The 2021 state legislative sessions have focused on key policies that will squarely impact the flexible packing industry, namely post-consumer recycling (PCR) for certain packages, recyclability labeling, and extended producer responsibility (EPR). Each policy has the potential to significantly remake how flexible packaging companies conduct business.
Sen. Ben Allen has re-introduced SB 54 that will be amended to become a recycling mandate similar to efforts in the last two years. He also introduced SB 343, a bill that bans any product or packaging using deceptive or misleading claims about its recyclability, including a ban of resin identification codes that are placed inside the chasing arrows symbol, unless the product is currently recyclable in California—a dangerous precedent for intrastate commerce. The bills moved out of initial committees before the real work begins on them over the summer.
The Oregon Department of Environmental Quality (DEQ) sponsored legislation on EPR for packaging in the form of HB 2065 and SB 581. The measures, as now combined, expand access to the current recycling system, have producer-funded upgrades to the facilities, give DEQ the ability to create a statewide list of accepted materials, create strict labeling standards, and allow for the creation of a Producer Responsibility Organization (PRO), but with multiple fees on the PRO to finance the current recycling and system upgrades. DEQ seemed to be attempting to marry several, often conflicting, priorities, but many in the industry, including FPA, believe that the approach is overly prescriptive and ultimately flawed for bringing real system change to recycling in the state.
Washington started 2021 with an expansive EPR bill. After numerous rounds of amendments, the bill establishes PCR requirements for plastic household cleaning and personal care products, trash bags, beverage containers, and food service ware. It also was amended to establish a stakeholder advisory committee to make recommendations on the development of PCR requirements for all plastic packaging. A final bill was signed by the governor in May.
New York moved the most aggressively on EPR for packaging on the East Coast so far in 2021. Sen. Todd Kaminsky, chair of the Senate Environmental Conservation Committee, sponsored S.1185. Assemblyman Steve Englebright sponsored A.5801, which mirrors S.1185. Significant amendments have been made. However, substantial issues remain. In addition, key differences are being worked on between the two versions of the bill. If these differences can be worked out, it is expected that the bill might pass in 2021.
Delegate Brooke Lierman, vice-chair of the Environment and Transportation Committee, proactively reached out to industry players to work on amendments to her EPR for packaging legislation, House Bill 36. This outreach was constructive and resulted in near “model” EPR legislation being introduced. FPA supported the bill. However, the Maryland General Assembly adjourned its 90-day session before there was enough time for the bill to move and become law.
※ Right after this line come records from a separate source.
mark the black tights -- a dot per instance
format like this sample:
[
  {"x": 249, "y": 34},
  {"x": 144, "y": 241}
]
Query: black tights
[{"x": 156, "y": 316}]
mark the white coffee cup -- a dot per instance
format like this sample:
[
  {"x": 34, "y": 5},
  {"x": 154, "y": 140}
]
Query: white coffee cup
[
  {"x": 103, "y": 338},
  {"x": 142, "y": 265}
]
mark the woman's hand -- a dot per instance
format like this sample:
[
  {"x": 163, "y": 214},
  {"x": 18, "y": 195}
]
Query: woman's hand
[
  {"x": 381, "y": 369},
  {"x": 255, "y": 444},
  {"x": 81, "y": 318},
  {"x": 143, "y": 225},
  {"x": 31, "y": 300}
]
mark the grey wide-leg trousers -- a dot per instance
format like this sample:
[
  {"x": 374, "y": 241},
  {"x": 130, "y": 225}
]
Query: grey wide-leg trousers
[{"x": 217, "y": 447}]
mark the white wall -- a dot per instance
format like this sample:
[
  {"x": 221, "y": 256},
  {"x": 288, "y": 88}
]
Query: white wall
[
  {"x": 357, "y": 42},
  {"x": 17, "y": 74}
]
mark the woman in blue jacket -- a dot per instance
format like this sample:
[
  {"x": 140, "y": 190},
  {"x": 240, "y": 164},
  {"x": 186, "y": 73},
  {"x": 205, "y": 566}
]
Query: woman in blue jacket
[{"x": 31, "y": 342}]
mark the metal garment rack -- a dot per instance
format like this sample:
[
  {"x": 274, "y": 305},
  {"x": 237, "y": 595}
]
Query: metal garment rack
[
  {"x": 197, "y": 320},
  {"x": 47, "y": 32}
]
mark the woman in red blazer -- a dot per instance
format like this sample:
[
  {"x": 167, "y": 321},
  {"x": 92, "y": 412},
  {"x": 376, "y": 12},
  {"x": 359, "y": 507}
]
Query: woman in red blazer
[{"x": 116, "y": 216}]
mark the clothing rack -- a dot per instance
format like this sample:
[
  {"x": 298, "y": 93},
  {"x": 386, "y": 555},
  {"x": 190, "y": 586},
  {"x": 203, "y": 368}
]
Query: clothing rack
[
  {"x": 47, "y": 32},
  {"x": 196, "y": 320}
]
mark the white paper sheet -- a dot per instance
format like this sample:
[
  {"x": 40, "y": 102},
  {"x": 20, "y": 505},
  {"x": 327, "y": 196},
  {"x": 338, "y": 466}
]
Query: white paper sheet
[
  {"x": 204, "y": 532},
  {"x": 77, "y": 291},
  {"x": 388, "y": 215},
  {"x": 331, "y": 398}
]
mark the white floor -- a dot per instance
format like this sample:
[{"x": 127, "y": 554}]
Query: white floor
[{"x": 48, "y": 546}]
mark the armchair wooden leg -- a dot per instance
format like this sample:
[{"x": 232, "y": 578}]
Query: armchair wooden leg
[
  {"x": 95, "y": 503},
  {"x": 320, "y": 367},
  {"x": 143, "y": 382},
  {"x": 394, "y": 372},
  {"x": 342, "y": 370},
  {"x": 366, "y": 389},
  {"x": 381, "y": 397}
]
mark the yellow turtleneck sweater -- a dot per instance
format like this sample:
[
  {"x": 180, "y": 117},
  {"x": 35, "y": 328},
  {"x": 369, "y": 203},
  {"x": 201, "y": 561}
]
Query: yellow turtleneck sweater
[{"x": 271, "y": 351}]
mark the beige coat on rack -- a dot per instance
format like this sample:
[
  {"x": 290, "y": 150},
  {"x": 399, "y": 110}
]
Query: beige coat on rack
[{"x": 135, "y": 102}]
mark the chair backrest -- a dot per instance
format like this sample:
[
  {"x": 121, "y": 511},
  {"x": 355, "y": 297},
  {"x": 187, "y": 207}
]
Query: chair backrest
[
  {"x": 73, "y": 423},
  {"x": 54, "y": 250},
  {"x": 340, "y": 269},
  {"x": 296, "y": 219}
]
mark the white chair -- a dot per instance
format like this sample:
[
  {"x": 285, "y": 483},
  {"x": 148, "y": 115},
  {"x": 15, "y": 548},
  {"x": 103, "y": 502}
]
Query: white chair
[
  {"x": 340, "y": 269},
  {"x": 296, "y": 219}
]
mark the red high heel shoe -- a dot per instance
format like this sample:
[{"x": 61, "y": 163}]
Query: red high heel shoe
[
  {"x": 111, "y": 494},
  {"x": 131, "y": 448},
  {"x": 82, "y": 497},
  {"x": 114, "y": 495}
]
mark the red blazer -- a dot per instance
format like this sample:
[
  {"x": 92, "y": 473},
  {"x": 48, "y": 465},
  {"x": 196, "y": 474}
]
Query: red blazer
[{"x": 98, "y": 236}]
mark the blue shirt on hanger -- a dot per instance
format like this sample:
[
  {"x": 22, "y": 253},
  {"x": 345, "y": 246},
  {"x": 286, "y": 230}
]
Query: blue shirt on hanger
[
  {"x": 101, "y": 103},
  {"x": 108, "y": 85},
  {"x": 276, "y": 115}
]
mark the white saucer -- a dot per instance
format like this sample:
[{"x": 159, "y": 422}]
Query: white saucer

In Maine, competing versions of EPR legislation were presented by Rep. Nicole Grohoski, working with environmental organizations, and Sen. James Dill, working with a broad packaging industry coalition, including FPA. Each bill takes a different EPR approach to create a framework that ensures that funding improves recycling in Maine. In late April, the industry-sponsored packaging bill, SP 474 (LD 1471), was released first and referred to the Committee on Environment and Natural Resources (ENR). It was followed by HP 1146 (LD 1541) and referred to ENR. The Committee was working on the bills before the legislature adjourned in June, and it wasn’t known by press time if a law was passed.
Andy Hackman is a lobbyist with Serlin Haley based in Washington, D.C.